Il est extrêmement vraisemblable, par exemple, que le mythe védique des Açvins ou des cavaliers célestes doit son origine à la synonymie. Le mot açvin, en effet, est considéré comme formé de açva, « cheval, » plus un suffixe dit possessif, in, qui donne très régulièrement à ce mot la valeur de « celui qui a un cheval, le cavalier », Mais le mot açva lui-même est en rapport étymologique étroit avec la racine aks, aç, « briller, brûler, être ardent ; » le cheval est primitivement « l’ardent, l’actif, le rapide », comme le montrent bien les doublets phonétiques de açva, tels que âçu, « rapide », ὠκύς, même sens, et ὀξύς, plus riche en nuances délicates issues de l’idée de brûlure et d’ardeur : « tranchant, perçant (cf. rac. tij), vif, incisif, rapide, agile, irascible, » etc. Je conclus de ces rapprochements et du caractère éminemment solaire et igné du mythe des Açvins que le mot qui les désigne n’est pas formé sur açva, « cheval », mais sur son antécédent logique açva « ardent[1]. Les Açvins sont au début les brillants, les ardents, les agiles, puis les cavaliers, quand le mot açva, générateur évident de açvin, s’est localisé au sens de cheval. Le trait mythique qui caractérise les Açvins résulte donc ici d’une étymologie exacte quant à la forme, mais erronée quand au sens.
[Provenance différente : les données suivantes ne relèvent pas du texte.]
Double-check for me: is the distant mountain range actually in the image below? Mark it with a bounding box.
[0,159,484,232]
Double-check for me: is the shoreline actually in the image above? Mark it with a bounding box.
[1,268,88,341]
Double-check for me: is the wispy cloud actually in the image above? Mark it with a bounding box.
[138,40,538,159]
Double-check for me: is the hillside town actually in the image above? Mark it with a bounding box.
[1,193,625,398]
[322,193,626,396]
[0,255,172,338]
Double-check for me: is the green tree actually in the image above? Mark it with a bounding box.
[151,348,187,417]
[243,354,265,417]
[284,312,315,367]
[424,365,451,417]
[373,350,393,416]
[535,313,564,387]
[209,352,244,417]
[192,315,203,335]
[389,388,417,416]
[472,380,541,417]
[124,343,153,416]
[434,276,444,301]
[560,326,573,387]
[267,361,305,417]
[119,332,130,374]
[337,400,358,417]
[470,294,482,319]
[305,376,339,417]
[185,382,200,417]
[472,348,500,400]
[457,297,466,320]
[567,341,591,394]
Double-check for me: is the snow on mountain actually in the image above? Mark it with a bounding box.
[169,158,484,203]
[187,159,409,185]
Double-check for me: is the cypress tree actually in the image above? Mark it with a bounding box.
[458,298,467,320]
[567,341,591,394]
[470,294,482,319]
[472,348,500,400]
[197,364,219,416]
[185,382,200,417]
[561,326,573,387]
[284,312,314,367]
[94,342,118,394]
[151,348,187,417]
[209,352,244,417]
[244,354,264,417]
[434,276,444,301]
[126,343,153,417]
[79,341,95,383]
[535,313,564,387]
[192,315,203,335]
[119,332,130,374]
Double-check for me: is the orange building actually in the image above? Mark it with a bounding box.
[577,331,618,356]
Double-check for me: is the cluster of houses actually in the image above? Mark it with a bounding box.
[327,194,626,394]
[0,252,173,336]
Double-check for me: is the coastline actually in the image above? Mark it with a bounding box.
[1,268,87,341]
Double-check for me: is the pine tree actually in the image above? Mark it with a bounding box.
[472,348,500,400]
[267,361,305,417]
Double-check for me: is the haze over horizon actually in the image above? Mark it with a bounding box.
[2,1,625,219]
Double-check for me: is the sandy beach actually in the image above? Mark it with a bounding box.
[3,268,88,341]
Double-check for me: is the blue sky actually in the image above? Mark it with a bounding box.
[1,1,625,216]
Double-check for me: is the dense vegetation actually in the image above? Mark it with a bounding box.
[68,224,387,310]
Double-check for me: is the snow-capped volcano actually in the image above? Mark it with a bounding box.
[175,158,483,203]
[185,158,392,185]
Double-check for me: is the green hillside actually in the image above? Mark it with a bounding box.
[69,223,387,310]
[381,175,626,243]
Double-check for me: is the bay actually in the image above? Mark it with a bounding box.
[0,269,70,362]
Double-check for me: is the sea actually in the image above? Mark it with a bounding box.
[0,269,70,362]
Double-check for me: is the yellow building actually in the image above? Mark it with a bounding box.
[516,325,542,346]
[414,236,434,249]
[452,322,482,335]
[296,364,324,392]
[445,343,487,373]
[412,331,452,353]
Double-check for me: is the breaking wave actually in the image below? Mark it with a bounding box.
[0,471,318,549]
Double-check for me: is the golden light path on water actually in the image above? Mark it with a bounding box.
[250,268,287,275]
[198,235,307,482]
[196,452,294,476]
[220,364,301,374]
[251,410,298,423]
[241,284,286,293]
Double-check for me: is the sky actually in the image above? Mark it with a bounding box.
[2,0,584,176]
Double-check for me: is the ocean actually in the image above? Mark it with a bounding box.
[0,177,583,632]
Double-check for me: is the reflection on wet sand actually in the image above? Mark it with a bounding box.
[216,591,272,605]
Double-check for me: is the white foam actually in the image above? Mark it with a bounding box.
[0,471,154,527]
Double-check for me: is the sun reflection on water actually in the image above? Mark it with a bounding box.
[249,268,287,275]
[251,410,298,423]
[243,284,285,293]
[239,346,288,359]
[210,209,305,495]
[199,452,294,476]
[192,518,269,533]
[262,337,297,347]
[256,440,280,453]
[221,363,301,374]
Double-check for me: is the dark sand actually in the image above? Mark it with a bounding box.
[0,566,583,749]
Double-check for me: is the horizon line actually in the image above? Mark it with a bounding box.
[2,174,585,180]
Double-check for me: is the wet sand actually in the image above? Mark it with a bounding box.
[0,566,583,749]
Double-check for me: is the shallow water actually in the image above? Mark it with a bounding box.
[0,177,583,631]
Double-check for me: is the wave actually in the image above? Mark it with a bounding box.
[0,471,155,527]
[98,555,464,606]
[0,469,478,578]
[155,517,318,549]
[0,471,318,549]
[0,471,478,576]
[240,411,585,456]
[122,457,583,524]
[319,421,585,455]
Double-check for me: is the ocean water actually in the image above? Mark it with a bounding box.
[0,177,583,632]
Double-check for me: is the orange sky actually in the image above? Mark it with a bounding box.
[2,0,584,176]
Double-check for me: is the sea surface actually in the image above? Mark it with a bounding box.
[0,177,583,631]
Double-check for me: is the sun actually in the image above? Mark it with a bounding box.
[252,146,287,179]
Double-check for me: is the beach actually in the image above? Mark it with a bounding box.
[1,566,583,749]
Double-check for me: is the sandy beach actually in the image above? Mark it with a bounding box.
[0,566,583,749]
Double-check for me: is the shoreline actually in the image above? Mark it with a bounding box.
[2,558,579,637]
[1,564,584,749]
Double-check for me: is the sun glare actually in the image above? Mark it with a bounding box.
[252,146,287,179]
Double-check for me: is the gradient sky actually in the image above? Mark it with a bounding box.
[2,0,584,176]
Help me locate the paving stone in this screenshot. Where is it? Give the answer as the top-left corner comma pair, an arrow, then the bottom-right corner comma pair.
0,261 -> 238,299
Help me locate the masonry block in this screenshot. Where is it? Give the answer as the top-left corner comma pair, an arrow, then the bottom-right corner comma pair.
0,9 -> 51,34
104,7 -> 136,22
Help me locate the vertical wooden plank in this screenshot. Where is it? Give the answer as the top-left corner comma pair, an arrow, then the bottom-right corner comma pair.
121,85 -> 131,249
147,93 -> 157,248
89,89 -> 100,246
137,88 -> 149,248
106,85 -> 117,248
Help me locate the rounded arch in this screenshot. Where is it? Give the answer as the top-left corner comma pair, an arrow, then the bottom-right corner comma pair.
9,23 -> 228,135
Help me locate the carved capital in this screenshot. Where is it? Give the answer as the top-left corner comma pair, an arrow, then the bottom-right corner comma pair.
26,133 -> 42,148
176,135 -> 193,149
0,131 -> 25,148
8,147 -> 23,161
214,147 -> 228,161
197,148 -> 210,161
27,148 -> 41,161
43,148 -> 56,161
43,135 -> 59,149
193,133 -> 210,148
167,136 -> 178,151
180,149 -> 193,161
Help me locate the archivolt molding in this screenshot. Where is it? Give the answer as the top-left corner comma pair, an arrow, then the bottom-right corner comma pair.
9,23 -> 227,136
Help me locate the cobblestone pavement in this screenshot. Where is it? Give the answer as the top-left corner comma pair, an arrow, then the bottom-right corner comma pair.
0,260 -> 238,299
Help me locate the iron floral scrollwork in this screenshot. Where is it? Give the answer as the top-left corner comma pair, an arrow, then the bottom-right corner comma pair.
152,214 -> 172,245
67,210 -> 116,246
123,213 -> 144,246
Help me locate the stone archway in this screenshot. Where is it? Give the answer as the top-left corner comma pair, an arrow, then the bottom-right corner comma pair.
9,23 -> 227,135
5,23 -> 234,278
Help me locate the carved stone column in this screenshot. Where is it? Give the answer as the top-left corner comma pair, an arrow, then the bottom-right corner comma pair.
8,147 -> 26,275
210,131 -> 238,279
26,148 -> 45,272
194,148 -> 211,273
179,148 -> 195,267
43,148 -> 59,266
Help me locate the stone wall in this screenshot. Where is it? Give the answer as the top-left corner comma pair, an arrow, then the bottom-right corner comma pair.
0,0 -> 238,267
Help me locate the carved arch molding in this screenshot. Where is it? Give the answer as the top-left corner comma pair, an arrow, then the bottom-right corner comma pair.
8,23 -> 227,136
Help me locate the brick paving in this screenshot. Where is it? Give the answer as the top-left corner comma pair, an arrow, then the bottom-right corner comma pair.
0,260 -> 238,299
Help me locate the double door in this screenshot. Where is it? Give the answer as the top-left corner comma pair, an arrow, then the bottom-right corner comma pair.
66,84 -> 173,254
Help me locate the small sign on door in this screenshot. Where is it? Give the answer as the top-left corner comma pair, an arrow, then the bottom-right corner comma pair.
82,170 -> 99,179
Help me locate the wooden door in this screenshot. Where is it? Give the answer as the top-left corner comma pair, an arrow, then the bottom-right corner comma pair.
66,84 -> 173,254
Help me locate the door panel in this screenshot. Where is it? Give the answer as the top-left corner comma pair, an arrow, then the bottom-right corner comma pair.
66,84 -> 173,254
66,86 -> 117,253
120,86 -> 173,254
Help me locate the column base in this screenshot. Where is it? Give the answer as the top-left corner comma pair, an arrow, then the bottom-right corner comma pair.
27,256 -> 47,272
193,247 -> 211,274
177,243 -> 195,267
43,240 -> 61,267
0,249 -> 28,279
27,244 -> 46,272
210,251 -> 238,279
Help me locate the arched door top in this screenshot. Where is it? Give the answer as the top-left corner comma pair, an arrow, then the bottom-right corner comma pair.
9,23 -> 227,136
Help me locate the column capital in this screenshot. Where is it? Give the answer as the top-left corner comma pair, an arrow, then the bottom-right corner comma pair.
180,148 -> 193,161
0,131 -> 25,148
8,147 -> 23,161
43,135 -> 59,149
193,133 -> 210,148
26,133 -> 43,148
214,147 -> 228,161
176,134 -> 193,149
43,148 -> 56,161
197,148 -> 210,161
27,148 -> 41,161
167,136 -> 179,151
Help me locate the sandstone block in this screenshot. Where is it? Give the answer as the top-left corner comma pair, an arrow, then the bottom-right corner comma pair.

Autrement dit, on est en présence d’une fausse synonymie produite par l’homonymie : les Açvins sont devenus les cavaliers, quand on n’a plus vu dans açva l’ancien adjectif signifiant ardent, mais le substantif plus récent de même forme ayant le sens de cheval ; bref, c’est le jeu de mots inconscient et causé par une confusion entre les différentes valeurs de certaines formes identiques du langage qui a enrichi le mythe[2].
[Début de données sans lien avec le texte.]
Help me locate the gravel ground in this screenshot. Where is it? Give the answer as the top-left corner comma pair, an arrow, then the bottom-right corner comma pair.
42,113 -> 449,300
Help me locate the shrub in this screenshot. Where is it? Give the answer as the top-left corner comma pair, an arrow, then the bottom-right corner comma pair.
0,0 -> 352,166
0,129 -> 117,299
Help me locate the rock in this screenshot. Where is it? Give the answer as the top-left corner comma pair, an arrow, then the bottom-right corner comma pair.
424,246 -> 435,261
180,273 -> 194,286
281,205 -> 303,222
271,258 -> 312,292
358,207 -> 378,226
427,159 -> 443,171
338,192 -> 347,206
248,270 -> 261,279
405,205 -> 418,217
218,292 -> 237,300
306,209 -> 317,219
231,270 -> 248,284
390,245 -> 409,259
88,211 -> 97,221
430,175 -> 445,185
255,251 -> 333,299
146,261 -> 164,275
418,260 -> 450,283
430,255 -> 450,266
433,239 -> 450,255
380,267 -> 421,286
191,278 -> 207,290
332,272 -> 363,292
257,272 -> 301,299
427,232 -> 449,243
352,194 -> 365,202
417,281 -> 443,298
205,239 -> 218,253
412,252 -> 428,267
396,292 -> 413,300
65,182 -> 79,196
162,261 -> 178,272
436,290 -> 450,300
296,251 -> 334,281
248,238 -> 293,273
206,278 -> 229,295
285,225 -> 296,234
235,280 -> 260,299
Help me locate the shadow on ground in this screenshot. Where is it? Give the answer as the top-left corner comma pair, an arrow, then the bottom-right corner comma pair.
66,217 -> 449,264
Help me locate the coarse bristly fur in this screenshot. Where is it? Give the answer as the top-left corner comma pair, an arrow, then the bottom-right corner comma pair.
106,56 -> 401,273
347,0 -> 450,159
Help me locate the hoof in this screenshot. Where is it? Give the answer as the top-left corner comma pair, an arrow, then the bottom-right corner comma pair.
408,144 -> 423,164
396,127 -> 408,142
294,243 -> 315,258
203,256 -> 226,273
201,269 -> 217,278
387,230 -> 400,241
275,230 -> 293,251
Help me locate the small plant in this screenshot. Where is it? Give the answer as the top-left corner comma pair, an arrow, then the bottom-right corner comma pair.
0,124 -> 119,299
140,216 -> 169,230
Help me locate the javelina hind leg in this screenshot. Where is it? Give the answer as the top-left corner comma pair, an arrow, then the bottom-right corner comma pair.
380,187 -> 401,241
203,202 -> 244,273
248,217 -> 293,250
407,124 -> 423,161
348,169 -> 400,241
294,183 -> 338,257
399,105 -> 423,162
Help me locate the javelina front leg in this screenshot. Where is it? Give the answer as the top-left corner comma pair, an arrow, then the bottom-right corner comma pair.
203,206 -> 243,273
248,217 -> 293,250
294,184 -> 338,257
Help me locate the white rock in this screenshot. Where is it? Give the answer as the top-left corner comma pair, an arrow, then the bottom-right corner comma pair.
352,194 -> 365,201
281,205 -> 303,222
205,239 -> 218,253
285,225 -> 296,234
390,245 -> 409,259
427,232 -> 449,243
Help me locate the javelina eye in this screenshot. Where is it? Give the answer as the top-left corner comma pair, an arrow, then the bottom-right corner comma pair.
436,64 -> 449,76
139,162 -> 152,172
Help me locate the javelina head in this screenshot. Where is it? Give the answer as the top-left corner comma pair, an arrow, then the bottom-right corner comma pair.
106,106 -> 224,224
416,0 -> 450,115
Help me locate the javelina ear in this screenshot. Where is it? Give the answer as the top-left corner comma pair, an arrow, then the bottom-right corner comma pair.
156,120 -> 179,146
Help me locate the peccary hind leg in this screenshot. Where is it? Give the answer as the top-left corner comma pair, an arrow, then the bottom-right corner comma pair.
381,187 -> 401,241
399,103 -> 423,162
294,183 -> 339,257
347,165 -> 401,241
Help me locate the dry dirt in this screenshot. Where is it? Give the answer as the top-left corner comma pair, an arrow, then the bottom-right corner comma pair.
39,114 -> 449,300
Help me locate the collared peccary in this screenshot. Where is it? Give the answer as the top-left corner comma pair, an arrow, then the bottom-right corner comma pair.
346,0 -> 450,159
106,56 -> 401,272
La fable grecque d’Aphrodite nous montre un enchaînement de faits linguistiques et mythiques absolument analogue.

Aphrodite passe pour être née de l’écume de la mer par suite de l’étymologie qui fait venir ἀφροδίτη de ἀφρός. Mais en réalité ces mots, quoique appartenant à une même famille, sont indépendants l’un de

  1. On retrouve la trace visible de cet antécédent dans l’application du mot açva au soleil. Il me semble difficile en effet d’admettre avec M. Bergaigne, (Rel. ved., I, 8,) que « l’idée de cheval est naturellement suggérée par la course du soleil » ; cette course semble trop lente pour avoir déterminé l’identification primordiale de l’animal rapide par excellence avec l’astre qui paraît se mouvoir si doucement au-dessus de nos têtes.
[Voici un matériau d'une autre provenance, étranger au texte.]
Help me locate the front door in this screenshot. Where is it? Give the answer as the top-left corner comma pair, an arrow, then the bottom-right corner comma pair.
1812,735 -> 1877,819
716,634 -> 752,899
  2. On objecterait en vain que le mythe grec correspondant de Castor et Pollux, cavaliers comme les Açvins, prouve que le caractère principal de ce mythe est indépendant de se désignation, puisque le raisonnement qui vient d’être fait sur le mot açvin ne saurait s’appliquer aux mots κάστωρ et πολυδεύκης. Mais cette objection perd toute valeur en présence des nombreux mythes grecs qui ont perdu leur désignation proethnique, tout en gardant certains traits qu’ils devaient à cette désignation. Cf. Bhrgu et Prométhée, Indra et Ζεύς, etc.